Jan'2024
Focus
The second paper is "Comparative Assessment of ResNet and VGG16 in Brain Tumor
Classification", by Agnibh Pathak, Abir Dey and Vijayalakshmi A. Brain tumor poses a
complex challenge to modern medical treatment. During the initial stages of tumor
growth, radiologists prioritize accurate and efficient analysis. Deep learning has
emerged as a valuable tool for timely and precise intervention in patients with tumors.
Notably, the deep residual network (ResNet), incorporating convolutional neural
networks (CNNs) and VGG16, has demonstrated significant success in detecting and
categorizing images. This advancement in deep learning holds the potential to aid
radiologists in diagnosing tumors noninvasively. By enhancing comprehension of MRI
images and improving training speed and accuracy, deep learning could revolutionize
medical research. The study focuses on employing transfer learning with pretrained
ResNet100 and VGG16 models, both built on CNN architecture, to investigate multiclass
brain tumor classification.
The last paper is "Smart Tourism in India: Leveraging Technology for Enhanced
Visitor Experience", by Naveen Kumar R, Pavithra R, Yuvaraj V and T Muthu Kumar. India
acknowledges the transformative power of technology in its diverse and captivating
tourism landscape. Embracing the concept of smart tourism, the country is leveraging
advanced technologies like the Internet of things (IoT), artificial intelligence (AI), big
data analytics, mobile apps and augmented reality (AR) to offer seamless and
personalized experiences to tourists. IoT devices like beacons and wearables provide
real-time information, while AI-driven chabot enhances customer support. Big data
analytics optimizes tourist flows, and mobile apps serve as digital companions for
booking and updates. AR brings India's cultural heritage to life, further engaging visitors.
Despite challenges like cyber security and preserving authenticity, smart tourism holds
enormous potential to propel India's tourism industry to greater heights. Collaboration among stakeholders is vital to unlock the full benefits of technology-driven tourism. The
authors have conducted an empirical investigation into the importance of using
information and communications technology (ICTs) during the tourism experience,
evaluating their accessibility and impact on tourist decisions. They analyze the
influence of Internet-based applications and information on the tourism experience and
overall satisfaction levels. The study, based on a dataset of 285 tourists in a selected city,
establishes significant associations between opinions on AI, AR, technology in
ecofriendly initiatives and sustainability in smart tourism.
Nature-Inspired Harmony Search Algorithm: Latest Developments and Variants
Metaheuristic optimization algorithms involve various mathematical techniques inspired from nature and various day-to-day activities. These techniques provide the best solution at minimum cost and error along with maximum profit and utility. They can solve many tough optimization problems where conventional computing techniques do not work. Harmony search algorithm (HSA) is one such relatively recent technique.
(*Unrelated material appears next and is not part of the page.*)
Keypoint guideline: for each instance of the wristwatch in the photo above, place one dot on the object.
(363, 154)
It is derived from the theory to obtain perfect harmony in music. It can handle diversification and intensification, which makes it a highly efficient metaheuristic algorithm. The paper reviews the latest developments and variants of the algorithm in HSA. It provides insights into the algorithm's applications to help the readers understand it and apply the knowledge obtained in further work.
Comparative Assessment of ResNet and VGG16 in Brain Tumor Classification
Brain tumor presents a complex challenge in modern medical treatment. During the initial stages of tumor growth, radiologists prioritize accurate and efficient analysis for which deep learning has emerged as a valuable tool. In particular, the deep residual network (ResNet), incorporating convolutional neural networks (CNNs) and VGG16, has demonstrated significant success in detecting and categorizing images of tumors. This advancement in deep learning holds the potential to aid radiologists in diagnosing tumors noninvasively. By enhancing comprehension of MRI images and improving training speed and accuracy, deep learning could revolutionize medical research. This study focuses on employing transfer learning with pretrained ResNet100 and VGG16 models to investigate multiclass brain tumor classification. The achieved accuracy rates are noteworthy: 78.32% for VGG16 and 80.10% for ResNet on brain tumor dataset.
Smart Tourism in India: Leveraging Technology for Enhanced Visitor Experience
India is embracing 'smart tourism' by leveraging technologies like Internet of Things (IoT), artificial intelligence (AI), big data analytics, mobile apps and augmented reality (AR) to provide personalized experiences for visitors. This technology revolution is transforming India's tourism industry, but challenges such as cyber security and cultural authenticity remain. An empirical study reveals significant connections between positive perceptions of AI, AR and technology's role in ecofriendly initiatives and sustainability within smart tourism. This study looks at future where technology seamlessly blends with India's unique tourism offerings, creating unforgettable experiences, while ensuring responsible and sustainable development. The analysis reveals significant correlations between respondents' opinions regarding various aspects of smart tourism such as AI integration, AR usage, technology in ecofriendly initiatives and sustainability. These technologies improve crowd management, resource optimization and visitor experience, transforming tourism perception and engagement.